This past week, I was reminded of another way I’ve used my journal in the past. I have kept separate journals when I’ve traveled, describing the trip, the sights, the people, the smells, food, sounds, and anything else that grabs me. They have become valuable records of major trips that I’ve taken, usually outside the country. There are three trips that I actually typed up the journal of them to share with family and friends, something I would not normally do with my journal.

Years ago, when the Troubles still raged in Northern Ireland, I traveled there to visit a pen friend who lived outside Belfast. We had been corresponding with each other since childhood but hadn’t met until I flew there to spend a week with her and her husband before traveling on to Vienna, Austria. I dug out that journal this weekend because I was talking with a co-worker on Friday about that trip. I’ve been reading through it — re-living the trip — this weekend and marveling at my writing. It’s actually quite good which surprises me. But I had not remembered the great extent the Troubles had dominated everything while I was there — I was hyper aware of the Royal Ulster Constabulary (their police) as well as the British soldiers we saw, the signs of bombings, the different areas blocked off as “Control Zones” where parking was prohibited to prevent car bombs, my friends’ vigilance when we were out in public, being frisked to walk into the center of Belfast or into some other controlled area, the graffiti, and how open people were about talking about the Troubles at home but never in public. It was a shock to me at the time, an education I had not expected.

Lough Neagh (Photo: Andi Perullo de Ledesma)

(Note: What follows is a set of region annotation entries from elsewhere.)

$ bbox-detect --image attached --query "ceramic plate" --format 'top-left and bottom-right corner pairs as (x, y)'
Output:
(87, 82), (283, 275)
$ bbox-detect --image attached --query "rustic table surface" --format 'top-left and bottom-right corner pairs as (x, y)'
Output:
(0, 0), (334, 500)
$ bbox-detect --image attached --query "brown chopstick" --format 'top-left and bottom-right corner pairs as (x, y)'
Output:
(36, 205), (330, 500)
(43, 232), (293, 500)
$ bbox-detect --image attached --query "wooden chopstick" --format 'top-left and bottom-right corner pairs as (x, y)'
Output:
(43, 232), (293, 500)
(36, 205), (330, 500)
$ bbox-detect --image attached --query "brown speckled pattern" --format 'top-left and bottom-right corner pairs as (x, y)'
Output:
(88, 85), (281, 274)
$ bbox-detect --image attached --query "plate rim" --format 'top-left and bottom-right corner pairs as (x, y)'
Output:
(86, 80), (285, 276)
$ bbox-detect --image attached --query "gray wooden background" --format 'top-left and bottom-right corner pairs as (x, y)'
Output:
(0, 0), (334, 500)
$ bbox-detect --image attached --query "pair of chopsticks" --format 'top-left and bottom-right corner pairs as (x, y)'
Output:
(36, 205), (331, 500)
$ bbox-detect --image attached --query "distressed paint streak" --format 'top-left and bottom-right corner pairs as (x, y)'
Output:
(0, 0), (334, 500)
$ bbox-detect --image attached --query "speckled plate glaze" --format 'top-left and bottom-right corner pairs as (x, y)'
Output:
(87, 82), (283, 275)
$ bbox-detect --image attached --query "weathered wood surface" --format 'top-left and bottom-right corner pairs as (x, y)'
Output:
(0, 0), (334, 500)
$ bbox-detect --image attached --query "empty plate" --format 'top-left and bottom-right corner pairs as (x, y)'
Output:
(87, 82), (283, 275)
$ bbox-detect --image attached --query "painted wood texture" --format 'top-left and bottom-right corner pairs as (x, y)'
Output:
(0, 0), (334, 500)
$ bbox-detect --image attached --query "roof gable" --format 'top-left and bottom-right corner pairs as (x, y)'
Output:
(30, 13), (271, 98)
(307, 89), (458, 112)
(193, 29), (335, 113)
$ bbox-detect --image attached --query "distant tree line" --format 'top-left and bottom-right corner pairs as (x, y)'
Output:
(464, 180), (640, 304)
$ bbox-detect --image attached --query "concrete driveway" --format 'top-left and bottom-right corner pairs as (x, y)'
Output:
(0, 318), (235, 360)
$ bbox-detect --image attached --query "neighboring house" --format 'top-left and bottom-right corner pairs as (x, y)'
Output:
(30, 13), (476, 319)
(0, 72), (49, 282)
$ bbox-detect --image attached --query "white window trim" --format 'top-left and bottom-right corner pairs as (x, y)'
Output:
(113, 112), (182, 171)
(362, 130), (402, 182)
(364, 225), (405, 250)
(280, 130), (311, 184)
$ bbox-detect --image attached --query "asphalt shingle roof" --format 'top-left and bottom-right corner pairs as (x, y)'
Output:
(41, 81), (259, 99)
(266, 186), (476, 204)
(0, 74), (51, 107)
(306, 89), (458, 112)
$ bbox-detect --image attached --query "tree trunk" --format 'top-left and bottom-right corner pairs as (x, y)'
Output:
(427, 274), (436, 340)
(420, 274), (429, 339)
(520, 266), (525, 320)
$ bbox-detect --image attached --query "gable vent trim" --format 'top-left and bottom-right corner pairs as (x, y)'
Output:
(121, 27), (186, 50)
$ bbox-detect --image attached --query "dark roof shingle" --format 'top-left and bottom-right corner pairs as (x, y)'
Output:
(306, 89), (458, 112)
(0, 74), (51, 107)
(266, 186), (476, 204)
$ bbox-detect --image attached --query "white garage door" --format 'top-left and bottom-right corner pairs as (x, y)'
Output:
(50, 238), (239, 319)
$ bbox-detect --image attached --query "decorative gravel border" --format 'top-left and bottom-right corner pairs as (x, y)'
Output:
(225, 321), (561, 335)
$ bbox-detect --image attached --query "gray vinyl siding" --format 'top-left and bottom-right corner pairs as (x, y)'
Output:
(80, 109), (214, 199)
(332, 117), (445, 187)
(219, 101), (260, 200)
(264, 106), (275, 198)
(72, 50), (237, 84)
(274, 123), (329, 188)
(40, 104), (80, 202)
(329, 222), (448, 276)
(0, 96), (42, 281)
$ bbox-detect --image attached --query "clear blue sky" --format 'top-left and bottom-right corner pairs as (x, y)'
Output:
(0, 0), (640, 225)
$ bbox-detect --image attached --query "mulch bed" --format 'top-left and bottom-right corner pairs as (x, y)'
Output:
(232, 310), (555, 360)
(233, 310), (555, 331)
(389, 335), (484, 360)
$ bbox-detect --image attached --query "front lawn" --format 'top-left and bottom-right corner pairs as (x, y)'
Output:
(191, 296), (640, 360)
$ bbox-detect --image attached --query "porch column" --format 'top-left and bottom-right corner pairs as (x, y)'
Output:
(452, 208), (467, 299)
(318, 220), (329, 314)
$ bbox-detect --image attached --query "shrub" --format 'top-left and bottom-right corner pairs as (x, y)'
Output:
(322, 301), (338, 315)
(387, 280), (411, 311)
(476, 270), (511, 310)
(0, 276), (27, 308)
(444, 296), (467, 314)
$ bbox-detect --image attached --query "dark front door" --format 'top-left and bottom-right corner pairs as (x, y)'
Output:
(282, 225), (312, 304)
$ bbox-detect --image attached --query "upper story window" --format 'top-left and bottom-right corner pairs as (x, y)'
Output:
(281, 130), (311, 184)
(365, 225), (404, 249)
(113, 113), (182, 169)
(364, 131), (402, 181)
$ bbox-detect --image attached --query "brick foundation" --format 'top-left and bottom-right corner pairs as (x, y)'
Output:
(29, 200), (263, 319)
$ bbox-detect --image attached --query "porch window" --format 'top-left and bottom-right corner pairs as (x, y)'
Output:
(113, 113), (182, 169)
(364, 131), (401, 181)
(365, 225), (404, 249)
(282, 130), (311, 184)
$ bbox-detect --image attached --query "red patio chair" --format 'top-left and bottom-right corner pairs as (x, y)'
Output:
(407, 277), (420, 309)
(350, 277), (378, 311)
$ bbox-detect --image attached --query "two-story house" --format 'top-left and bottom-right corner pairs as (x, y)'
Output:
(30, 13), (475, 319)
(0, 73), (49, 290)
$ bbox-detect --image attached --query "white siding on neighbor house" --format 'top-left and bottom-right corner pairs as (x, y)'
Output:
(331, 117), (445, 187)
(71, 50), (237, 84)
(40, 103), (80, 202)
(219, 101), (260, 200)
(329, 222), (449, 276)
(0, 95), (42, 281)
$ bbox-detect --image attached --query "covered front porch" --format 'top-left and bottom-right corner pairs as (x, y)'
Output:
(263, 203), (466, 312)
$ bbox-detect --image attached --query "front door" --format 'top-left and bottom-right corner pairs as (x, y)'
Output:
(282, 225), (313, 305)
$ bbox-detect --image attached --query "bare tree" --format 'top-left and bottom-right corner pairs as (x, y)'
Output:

In contrast, I also wrote about meeting people, playful children, visiting museums, famous sites (like the spot where King William III is supposed to have stepped onto the island), castles, tea rooms, Giant’s Causeway, the spring flowers and the hedgerows looking like the stitching in the many shades of green countryside quilt, getting used to driving on the left side of the road, shopping, and the lady at the post office who refused to allow me to affix the stamps to my postcards. So, to my surprise all these years later, my journal is not only a record of an enjoyable and happy trip visiting friends, but also an historical snapshot of a part of the UK caught up in violence.

To journal or not to journal? Reading my Northern Ireland journal this weekend has reminded me of the place my journal writing holds in my life. It is much different from blogging — I write my journal in longhand with a, usually, ballpoint pen in a spiral notebook — because it is much more personal in nature for me. I miss writing and spending time with myself in my journal every day.

Do you write a journal? If so, why? Would you publish your journal eventually or no?